I've the following example text
<p>in <span class="nanospell-typo">der</span> <span class="nanospell-typo"><dreipc data-type="abbreviation" data-uid="41">DDR</dreipc></span> <span class="nanospell-typo">kollaborieren</span>, <span class="nanospell-typo">gibt</span> es</p>
<li>per Post an <strong><dreipc data-type="abbreviation" data-uid="48">someAbbreviation</dreipc>, 10106 Berlin</strong> oder</li>
and following two regex patterns:
/(?:\<dreipc\ )(?:[^\>]*)(?:data\-type\=\")(.*?)(?:\"\ data\-uid\=\")(.*?)(?:\>)(.*?)(?:\<\/dreipc\>)/
/(?:<dreipc\ )(?:[^\>]*)(?:data\-type\=\")(.*?)(?:\"\ data\-uid\=\")(.*?)(?:>)(.*?)(?:<\/dreipc>)/
The first Regex works on regex101.com and in php.

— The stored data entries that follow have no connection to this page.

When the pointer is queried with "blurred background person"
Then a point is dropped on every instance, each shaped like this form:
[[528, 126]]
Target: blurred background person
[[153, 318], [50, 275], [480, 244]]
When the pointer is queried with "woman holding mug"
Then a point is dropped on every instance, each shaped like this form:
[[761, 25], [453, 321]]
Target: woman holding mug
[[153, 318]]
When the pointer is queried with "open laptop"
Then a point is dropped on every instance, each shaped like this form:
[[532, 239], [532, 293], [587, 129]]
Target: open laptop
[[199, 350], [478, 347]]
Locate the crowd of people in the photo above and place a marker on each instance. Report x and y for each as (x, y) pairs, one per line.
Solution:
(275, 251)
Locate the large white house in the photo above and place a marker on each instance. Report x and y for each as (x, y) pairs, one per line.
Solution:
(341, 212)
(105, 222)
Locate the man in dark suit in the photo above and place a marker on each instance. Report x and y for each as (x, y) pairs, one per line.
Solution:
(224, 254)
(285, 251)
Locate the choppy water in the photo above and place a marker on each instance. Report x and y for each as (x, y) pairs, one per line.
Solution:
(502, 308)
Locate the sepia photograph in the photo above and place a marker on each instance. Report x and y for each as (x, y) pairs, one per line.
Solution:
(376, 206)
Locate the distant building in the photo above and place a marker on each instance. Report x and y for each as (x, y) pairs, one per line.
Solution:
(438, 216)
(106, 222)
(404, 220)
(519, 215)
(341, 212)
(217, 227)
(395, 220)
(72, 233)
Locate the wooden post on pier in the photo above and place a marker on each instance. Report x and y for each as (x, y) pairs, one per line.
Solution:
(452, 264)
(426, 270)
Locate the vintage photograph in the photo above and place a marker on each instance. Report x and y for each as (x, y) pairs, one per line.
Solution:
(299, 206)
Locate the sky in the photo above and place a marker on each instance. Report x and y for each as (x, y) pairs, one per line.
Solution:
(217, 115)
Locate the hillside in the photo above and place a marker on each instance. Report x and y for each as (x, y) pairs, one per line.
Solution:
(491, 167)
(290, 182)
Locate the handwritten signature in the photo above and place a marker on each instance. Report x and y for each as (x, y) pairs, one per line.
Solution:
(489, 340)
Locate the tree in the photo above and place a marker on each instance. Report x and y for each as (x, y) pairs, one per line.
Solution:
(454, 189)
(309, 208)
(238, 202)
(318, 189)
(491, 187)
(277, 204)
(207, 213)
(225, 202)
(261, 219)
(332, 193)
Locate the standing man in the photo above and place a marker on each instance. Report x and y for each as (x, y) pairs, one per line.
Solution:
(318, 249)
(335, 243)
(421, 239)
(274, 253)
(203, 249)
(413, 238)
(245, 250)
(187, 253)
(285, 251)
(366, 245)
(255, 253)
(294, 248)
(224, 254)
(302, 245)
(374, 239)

The second does match on regex101.com but not in php. I dont understand why. Actually I would need only the first regex, but then I get no matches when there are htmnlentities. Thats why I included a second regex pattern. I also dont want to use html_entity_decode on my string. The string mostly is very long and I dont want to decode htmlentities which might be wanted.
My php code looks like:
class MyClass {
const DREIPC_REGEX = '/(?:\<dreipc\ )(?:[^\>]*)(?:data\-type\=\")(.*?)(?:\"\ data\-uid\=\")(.*?)(?:\>)(.*?)(?:\<\/dreipc\>)/';
const DREIPC_REGEX_HTMLENTITIES = '/(?:<dreipc\ )(?:[^\>]*)(?:data\-type\=\")(.*?)(?:\"\ data\-uid\=\")(.*?)(?:>)(.*?)(?:<\/dreipc>)/';
public static function pregMatchHTMLNode($string = '')
{
$result = [];
preg_match_all(self::DREIPC_REGEX, $string, $matches, PREG_SET_ORDER, 0);
preg_match_all(self::DREIPC_REGEX_HTMLENTITIES, $string, $matchesHtmlentities, PREG_SET_ORDER, 0);
$matches = array_merge($matches, $matchesHtmlentities);
... doing some other things with matches
return $result;
}
}
So the best thing would be, to get the preg_match_all() working with my second pattern. But how?